🤖 AI Summary
Training ultra-large language models (100B+ parameters) in full precision on a single GPU is constrained by limited device memory and CPU–GPU bandwidth. This work proposes a memory-centric training architecture that keeps model parameters and optimizer states in host memory, treating the GPU as a transient compute unit. By streaming layer parameters with a double-buffered pipeline and employing a stateless automatic differentiation mechanism, the approach eliminates persistent device state and overcomes the bandwidth bottleneck. The method successfully trains a 120B-parameter model on a single H200 GPU and achieves 1.84× higher throughput than DeepSpeed ZeRO-3 with CPU offloading for a 14B-parameter model. It also enables efficient training of a 7B-parameter model with a 512k-token context length on a single GH200 system.
📝 Abstract
We present MegaTrain, a memory-centric system that efficiently trains 100B+ parameter large language models at full precision on a single GPU. Unlike traditional GPU-centric systems, MegaTrain stores parameters and optimizer states in host memory (CPU memory) and treats GPUs as transient compute engines. For each layer, we stream parameters in and compute gradients out, minimizing persistent device state.

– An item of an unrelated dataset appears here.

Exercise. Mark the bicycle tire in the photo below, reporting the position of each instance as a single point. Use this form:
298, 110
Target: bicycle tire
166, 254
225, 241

To battle the CPU-GPU bandwidth bottleneck, we adopt two key optimizations. 1) We introduce a pipelined double-buffered execution engine that overlaps parameter prefetching, computation, and gradient offloading across multiple CUDA streams, enabling continuous GPU execution. 2) We replace persistent autograd graphs with stateless layer templates, binding weights dynamically as they stream in, eliminating persistent graph metadata while providing flexibility in scheduling. On a single H200 GPU with 1.5TB host memory, MegaTrain reliably trains models up to 120B parameters. It also achieves 1.84$\times$ the training throughput of DeepSpeed ZeRO-3 with CPU offloading when training 14B models. MegaTrain also enables 7B model training with 512k token context on a single GH200.